Jointlifelastsurvivorannuity
Understanding Joint Life and Last Survivor Annuities
Key Takeaways
- A joint life with last survivor annuity provides lifelong income for couples, adjusting payments after one partner's death until both partners pass away.
- The annuity can offer payments to a designated beneficiary even after both partners' deaths, making it useful for estate planning.
- Payment amounts are specified in the contract and may offer 100%, 75%, 66.66%, or 50% of the original benefit after a partner's death.
- Many financial advisors recommend payment levels above 50% for the surviving spouse, although lower payments may result in higher death benefits.
- Consider this annuity to ensure financial security for couples and potential beneficiaries; explore suitable options in the best annuity products.
What Is a Joint Life With Last Survivor Annuity?
A joint life with last survivor annuity is an insurance product for couples that guarantees income for life, with payments continuing until both partners have passed away. It provides income security for the surviving partner, with some contracts allowing remaining value to go to a beneficiary or charity after the second death.
We cover how a joint life with last survivor annuity works, its benefits, and what to consider when choosing a payout option as part of retirement planning.

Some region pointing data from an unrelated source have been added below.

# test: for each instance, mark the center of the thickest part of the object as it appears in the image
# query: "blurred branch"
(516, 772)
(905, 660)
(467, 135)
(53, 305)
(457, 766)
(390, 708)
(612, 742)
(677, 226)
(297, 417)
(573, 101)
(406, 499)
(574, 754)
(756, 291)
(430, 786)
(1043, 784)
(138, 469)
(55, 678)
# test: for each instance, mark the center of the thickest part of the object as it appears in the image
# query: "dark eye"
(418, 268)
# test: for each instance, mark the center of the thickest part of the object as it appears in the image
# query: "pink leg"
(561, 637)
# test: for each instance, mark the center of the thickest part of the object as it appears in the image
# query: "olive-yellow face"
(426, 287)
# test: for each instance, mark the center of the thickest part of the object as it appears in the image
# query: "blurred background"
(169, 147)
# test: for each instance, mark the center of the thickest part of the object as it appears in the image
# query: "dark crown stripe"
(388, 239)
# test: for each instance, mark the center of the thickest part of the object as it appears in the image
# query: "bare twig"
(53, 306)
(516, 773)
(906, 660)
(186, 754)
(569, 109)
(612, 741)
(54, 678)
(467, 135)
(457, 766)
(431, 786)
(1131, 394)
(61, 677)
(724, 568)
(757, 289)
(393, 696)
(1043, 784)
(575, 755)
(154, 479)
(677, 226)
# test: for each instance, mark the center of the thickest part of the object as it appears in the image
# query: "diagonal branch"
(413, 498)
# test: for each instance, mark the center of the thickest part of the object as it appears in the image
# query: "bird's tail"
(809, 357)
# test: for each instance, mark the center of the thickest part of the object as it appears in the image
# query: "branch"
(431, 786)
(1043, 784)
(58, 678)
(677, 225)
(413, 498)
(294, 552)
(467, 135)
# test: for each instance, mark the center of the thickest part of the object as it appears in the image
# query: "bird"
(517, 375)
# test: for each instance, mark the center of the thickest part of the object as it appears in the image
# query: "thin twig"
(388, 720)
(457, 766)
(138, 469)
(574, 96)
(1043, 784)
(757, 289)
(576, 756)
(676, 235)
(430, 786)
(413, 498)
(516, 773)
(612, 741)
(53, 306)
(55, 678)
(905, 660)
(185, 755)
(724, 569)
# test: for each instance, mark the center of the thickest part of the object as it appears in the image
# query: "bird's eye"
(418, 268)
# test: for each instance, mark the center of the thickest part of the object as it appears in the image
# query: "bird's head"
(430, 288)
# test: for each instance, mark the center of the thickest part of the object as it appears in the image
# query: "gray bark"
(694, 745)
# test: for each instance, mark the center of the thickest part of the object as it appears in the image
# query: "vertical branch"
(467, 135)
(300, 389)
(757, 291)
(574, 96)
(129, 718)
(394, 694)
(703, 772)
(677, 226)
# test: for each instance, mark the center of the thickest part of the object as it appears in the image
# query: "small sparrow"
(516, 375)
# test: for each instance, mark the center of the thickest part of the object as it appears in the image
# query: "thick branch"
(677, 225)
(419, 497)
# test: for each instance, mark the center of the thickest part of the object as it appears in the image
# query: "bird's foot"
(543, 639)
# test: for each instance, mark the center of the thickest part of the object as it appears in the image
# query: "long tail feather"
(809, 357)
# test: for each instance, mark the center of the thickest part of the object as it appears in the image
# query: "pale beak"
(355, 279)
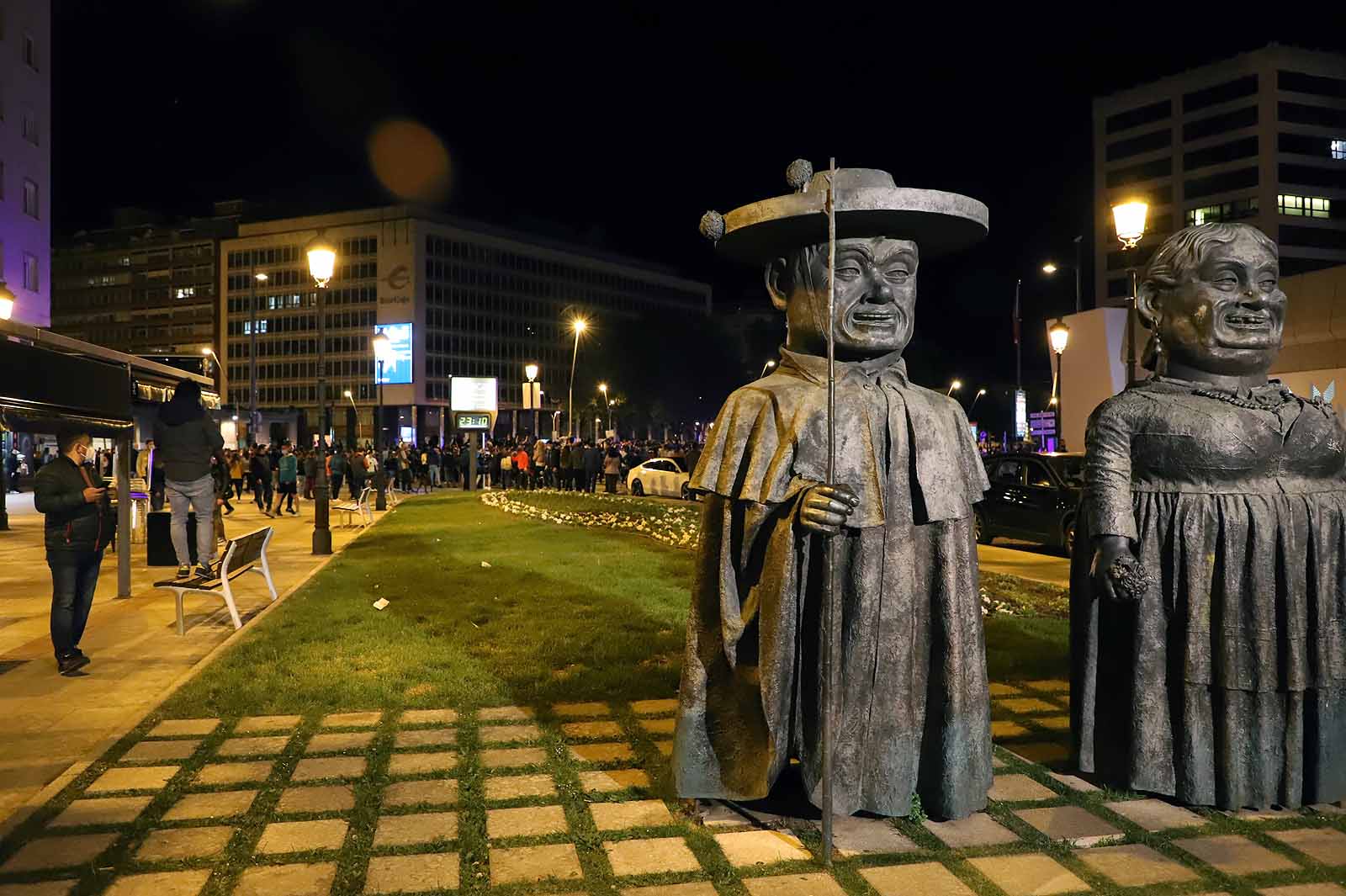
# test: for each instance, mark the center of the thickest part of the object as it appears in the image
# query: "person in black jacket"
(72, 496)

Understanding Joint Life With Last Survivor Annuities
A joint life with last survivor annuity is, by definition, not term certain. Payments continue until both partners in a marriage die. Typically, after one partner dies, the survivor receives a smaller payment. The exact amounts to be paid are specified in the contract.
It is also possible for an annuitant to designate a beneficiary, who may or may not be the same person as the designated third-party. That third-party would receive a payment that is triggered by the death of one of the spouses.
For example, a couple might have a joint life with last survivor annuity that pays a $2,000 monthly benefit. After one spouse dies, half of that $2,000 may be reallocated to a third-party beneficiary, such as a child, for the life of the remaining spouse.
As such, a joint life with last survivor annuity may be used as a component of estate planning.
Fast Fact
A joint life with last survivor annuity is sometimes called a joint and survivor annuity.
Is It Right for You?
A joint life with last survivor annuity is for married couples who want a surviving party to continue receiving benefits until the death of both individuals. Annuity buyers, in this case, will need to decide how much the surviving spouse will need financially.
Common options provide for payouts at 100% of the original benefit, 75%, 66.66%, or 50%. Since a surviving spouse's living costs tend to be higher than half the living costs of two people, many financial advisors and planners choose an income payment above 50%.
It should be noted that lower payments generally mean a higher death benefit. Of course, if there are other sources of income in retirement, a 50% payout may be adequate.